Photo du rédacteur: ecoleholistiqueecoleholistique

Compte tenu de l'actualité, je vous propose ce texte de Khalil Gibran concernant la Liberté.

« Et un orateur dit, Parlez-nous de la Liberté. Et il répondit :


Aux portes de la cité, et dans vos foyers, je vous ai vus vous prosterner et adorer votre propre liberté, comme des esclaves qui s’humilient devant un tyran et qui le glorifient alors qu’il les détruit.


Oui, dans le bocage du temple et dans l’ombre de la citadelle, j’ai vu les plus libres d’entre vous porter leur liberté comme un joug et des menottes.


Et mon cœur saigna en moi ; car vous ne saurez être libres que lorsque même le désir de parvenir à la liberté deviendra pour vous un harnais et lorsque vous cesserez de parler de la liberté comme d’un but et d’un achèvement.


Vous serez libres en vérité non pas lorsque vos jours seront sans un souci et vos nuits sans un désir et sans une peine, mais plutôt lorsque ces choses enserreront votre vie et que vous vous élèverez au-dessus d’elles nus et sans entraves.

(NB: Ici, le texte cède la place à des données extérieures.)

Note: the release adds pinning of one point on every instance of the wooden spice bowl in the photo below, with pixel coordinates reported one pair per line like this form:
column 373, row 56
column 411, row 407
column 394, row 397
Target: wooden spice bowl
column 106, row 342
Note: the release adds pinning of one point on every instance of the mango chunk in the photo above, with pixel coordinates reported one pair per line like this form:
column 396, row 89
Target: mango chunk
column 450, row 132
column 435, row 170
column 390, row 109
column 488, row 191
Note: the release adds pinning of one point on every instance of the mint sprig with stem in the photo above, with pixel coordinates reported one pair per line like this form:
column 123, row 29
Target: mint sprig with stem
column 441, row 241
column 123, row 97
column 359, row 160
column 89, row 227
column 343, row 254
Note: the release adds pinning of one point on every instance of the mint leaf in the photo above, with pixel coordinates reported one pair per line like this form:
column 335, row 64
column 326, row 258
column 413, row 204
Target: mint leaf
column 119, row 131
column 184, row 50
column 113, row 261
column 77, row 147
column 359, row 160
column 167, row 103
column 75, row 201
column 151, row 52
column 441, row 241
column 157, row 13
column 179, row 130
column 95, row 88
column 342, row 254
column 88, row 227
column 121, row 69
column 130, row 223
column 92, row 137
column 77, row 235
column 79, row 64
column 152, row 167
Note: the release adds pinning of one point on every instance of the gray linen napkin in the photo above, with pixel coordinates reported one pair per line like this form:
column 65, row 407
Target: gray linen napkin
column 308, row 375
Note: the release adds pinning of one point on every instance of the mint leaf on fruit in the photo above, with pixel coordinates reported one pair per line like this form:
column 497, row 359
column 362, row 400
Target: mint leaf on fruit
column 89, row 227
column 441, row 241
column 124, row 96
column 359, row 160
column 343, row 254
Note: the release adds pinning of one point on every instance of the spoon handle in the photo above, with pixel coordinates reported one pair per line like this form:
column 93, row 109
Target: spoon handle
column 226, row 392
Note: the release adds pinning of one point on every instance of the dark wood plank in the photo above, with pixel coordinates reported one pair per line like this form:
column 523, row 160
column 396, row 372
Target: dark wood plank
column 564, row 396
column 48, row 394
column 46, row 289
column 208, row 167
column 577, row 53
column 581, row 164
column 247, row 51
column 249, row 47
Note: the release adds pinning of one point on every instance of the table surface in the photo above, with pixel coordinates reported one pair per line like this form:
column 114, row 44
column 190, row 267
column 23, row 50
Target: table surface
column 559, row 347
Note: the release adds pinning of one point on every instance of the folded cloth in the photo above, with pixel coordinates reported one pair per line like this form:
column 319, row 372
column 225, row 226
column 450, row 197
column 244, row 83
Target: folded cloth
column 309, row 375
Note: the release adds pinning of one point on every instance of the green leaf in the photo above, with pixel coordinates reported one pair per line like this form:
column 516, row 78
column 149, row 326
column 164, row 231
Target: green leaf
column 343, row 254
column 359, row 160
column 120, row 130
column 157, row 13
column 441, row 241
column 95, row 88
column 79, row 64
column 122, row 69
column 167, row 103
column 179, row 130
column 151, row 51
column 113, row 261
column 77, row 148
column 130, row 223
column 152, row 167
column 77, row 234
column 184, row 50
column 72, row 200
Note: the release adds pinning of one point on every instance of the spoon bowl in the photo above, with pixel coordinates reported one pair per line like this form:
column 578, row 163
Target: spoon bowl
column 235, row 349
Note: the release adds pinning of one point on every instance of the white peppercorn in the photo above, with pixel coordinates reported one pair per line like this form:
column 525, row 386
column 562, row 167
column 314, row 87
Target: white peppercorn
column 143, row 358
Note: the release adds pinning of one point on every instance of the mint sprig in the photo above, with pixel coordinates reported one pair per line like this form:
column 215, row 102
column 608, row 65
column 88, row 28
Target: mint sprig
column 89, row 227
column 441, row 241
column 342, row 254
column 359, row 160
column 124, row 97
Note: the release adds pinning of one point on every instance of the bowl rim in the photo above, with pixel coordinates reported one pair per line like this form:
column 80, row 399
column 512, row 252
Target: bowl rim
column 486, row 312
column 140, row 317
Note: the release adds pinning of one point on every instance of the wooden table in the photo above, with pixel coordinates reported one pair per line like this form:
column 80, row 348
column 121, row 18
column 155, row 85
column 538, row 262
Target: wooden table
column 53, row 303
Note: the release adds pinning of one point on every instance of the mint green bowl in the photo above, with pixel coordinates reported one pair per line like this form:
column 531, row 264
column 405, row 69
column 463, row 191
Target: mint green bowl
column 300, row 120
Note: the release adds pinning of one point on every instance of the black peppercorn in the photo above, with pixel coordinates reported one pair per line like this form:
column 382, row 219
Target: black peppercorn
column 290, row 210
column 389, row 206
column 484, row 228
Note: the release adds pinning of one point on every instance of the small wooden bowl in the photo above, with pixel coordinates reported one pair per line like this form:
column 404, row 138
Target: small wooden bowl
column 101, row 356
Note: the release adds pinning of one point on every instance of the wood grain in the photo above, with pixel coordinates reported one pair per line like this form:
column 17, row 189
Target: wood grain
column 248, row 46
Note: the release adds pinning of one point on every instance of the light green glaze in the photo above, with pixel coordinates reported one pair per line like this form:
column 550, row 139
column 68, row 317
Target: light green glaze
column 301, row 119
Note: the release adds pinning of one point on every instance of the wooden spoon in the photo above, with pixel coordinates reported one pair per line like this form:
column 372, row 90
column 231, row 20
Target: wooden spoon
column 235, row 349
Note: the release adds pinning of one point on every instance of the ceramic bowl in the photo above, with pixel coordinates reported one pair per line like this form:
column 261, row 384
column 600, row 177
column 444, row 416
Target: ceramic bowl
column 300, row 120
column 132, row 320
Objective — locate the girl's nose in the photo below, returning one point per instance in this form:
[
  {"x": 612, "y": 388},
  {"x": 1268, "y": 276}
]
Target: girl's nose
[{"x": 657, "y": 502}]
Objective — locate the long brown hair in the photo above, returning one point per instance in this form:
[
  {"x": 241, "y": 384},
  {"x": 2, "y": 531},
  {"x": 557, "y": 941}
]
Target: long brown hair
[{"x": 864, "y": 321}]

Et comment vous élèverez-vous au-dessus de vos jours et de vos nuits, si vous ne brisez les chaînes dont à l’aube de votre entendement vous avez chargé votre heure du midi ?


En vérité ce que vous appelez liberté est la plus forte de ces chaînes, bien que ses anneaux brillent au soleil et vous éblouissent.


Et qu’est-ce sinon des fragments de vous-mêmes que vous voulez écarter pour devenir libres ?


Si c’est une injuste loi que vous voulez abolir, cette loi fut écrite de votre propre main sur votre propre front vous ne pourrez pas l’effacer en brûlant vos livres de lois ni en lavant les fronts de vos juges, même si vous déversiez sur eux la mer entière.


Et si c’est un despote que vous voulez détrôner, voyez d’abord si son trône en vous est bien détruit. Car comment un tyran peut-il dominer les libres et les fiers, s’il n’existe une tyrannie dans leur propre liberté et une honte en leur propre fierté ?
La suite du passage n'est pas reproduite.